FIG. 1 is a cross-sectional view showing a novel method and apparatus for painting the inner surface of cans according to the present invention, FIG. 2 is a cross-sectional view taken along line 2-2 in FIG. 1, and FIG. A cross-sectional view taken along line 3-3 in Figure 1;
5 is a cross-sectional view taken along line 4--4 of the figure; FIG. 5 shows the nozzle tip of one of the nozzles in FIG.

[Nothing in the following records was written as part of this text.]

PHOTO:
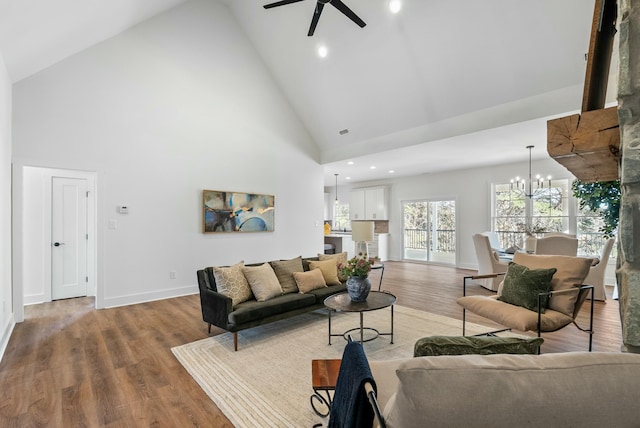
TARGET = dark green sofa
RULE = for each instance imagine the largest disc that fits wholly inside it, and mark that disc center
(217, 309)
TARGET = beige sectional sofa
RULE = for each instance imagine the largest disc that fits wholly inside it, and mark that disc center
(577, 389)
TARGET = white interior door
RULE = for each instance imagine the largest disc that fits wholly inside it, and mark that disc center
(68, 238)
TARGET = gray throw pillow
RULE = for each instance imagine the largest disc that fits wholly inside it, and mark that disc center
(522, 286)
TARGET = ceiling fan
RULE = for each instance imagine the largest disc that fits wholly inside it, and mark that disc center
(338, 4)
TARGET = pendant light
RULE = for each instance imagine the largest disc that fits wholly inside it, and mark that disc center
(521, 184)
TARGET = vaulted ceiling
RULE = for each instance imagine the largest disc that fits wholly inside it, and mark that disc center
(440, 85)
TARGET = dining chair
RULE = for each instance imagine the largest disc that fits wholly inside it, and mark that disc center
(557, 245)
(597, 271)
(488, 262)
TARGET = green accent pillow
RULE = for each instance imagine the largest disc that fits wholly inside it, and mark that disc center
(477, 345)
(522, 286)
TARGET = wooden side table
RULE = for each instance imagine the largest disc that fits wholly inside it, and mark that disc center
(324, 375)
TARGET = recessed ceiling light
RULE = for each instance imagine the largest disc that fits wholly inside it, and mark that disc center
(395, 6)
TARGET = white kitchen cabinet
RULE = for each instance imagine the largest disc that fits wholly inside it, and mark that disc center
(379, 247)
(368, 204)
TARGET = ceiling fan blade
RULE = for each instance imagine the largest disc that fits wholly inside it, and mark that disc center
(316, 17)
(280, 3)
(350, 14)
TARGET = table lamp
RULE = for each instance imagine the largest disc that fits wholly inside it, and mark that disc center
(361, 233)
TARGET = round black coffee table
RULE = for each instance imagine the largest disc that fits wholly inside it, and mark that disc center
(375, 300)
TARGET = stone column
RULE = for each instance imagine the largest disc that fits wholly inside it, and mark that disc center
(628, 272)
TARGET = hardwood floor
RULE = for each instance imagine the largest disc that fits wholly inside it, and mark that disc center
(69, 365)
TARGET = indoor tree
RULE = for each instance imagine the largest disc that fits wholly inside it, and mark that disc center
(603, 198)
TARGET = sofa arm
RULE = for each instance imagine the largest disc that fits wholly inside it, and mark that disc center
(216, 307)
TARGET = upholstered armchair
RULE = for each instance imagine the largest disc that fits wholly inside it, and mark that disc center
(488, 262)
(525, 303)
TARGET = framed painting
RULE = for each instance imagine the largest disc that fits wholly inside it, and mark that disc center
(225, 212)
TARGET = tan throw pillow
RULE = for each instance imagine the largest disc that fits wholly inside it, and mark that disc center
(231, 282)
(263, 281)
(340, 258)
(329, 270)
(284, 270)
(571, 272)
(309, 280)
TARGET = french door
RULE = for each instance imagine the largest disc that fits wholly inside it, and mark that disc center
(429, 233)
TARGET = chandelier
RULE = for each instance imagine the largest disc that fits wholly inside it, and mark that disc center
(527, 186)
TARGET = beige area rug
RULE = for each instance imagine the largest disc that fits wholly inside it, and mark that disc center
(267, 383)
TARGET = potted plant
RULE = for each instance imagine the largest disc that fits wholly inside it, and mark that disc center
(357, 271)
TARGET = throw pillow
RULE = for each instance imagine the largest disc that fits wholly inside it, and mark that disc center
(329, 270)
(231, 282)
(310, 280)
(284, 272)
(263, 281)
(522, 286)
(340, 258)
(571, 272)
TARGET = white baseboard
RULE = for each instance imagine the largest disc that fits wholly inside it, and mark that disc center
(6, 335)
(34, 299)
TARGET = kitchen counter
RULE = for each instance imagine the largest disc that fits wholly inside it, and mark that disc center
(344, 242)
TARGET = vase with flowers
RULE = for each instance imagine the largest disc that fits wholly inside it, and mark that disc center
(357, 271)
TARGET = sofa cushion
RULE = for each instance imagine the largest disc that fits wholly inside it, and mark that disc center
(482, 345)
(570, 389)
(571, 272)
(516, 317)
(310, 280)
(284, 271)
(263, 281)
(340, 258)
(324, 292)
(522, 286)
(329, 269)
(253, 310)
(231, 282)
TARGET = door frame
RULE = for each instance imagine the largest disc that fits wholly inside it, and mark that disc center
(22, 224)
(430, 199)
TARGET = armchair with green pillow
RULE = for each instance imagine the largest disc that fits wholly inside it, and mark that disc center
(539, 293)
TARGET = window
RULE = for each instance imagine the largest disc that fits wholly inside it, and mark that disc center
(516, 215)
(550, 207)
(590, 239)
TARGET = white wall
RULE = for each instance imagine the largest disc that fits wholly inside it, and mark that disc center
(178, 104)
(6, 303)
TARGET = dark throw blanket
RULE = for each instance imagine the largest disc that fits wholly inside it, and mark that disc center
(351, 408)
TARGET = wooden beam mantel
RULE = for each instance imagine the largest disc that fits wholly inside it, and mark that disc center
(588, 145)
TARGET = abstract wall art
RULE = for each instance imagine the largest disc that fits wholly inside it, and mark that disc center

6 is a cross-sectional view through the holder, FIG. 6 is a perspective view of the nozzle chip used in the nozzle of FIG. 1, and FIG. 7 is a chart showing the conditions used in the present invention. 10...Two-piece can, 11...Bottom wall, 12...Side wall, 14...Bottom and high part, 16...Reverse wall part, 20,
21... Nozzle, 35... Nozzle holder, 36
...Nozzle tip, 47, 48...Slot,
55...Head.

Claims (1)

[Claims] 1. It has a side wall and a bottom wall, and this bottom wall has a bottom recessed part,
A device for spraying liquid onto the inner surface of a two-piece can body including a bottom reverse wall portion and a bottom mid-height portion to completely cover the inner surface thereof, comprising means for rotating the can, and the side wall of the rotating can. means including a first nozzle for spraying the lower part of the can, the bottom recessed part, and the bottom reverse wall part; and means containing two nozzles. 2. In the device according to claim 1,
The apparatus characterized in that, during said spraying, the center lines of the spray patterns of said nozzles are inclined at an angle of less than 14 degrees with respect to the central axis of said can. 3. In the device according to claim 1,
The apparatus characterized in that, during said spraying, the centerline of the spray pattern of said first nozzle is inclined at an angle of less than 14 degrees with respect to the central axis of said can. 4. In the device according to claim 1,
The apparatus characterized in that, during the spraying, the centerline of the spray pattern of the second nozzle is inclined at an angle of less than 14 degrees with respect to the central axis of the can. 5. In the device according to claim 1,
During the spraying process, the center line of the spray pattern of the first nozzle is inclined at an angle of 4 degrees with respect to the central axis of the can, and the center line of the spray pattern of the second nozzle is inclined with respect to the central axis of the can. A device characterized by being tilted at an angle of about 7 degrees. 6 It has a side wall and a bottom wall, and this bottom wall is a bottom recessed part,
In an apparatus for spraying a liquid having a solids content of more than 25 percent of the material to be sprayed to completely coat the inner surface of a two-piece can body, including the bottom inverted wall part and the bottom mid-height part, said can is means for rotating; means including a first fan-shaped spray nozzle for spraying a lower portion of the side wall, the bottom recess, and the bottom reverse wall of the rotating can; and a second fan-shaped spray nozzle for spraying at least the top of said side wall and said bottom hollow part. 7. A device for spraying a liquid onto the inner surface of a two-piece can having a side wall, a bottom wall, and an open end to completely cover the inner surface, comprising first and second nozzles, means for rotating the can, means for spraying with the first nozzle through an open end to the lower part of the side wall of the rotating can, the outside of the bottom wall; and at least the top of the side wall of the rotating can, the inside of the bottom wall. and means for spraying with the second nozzle through the open end.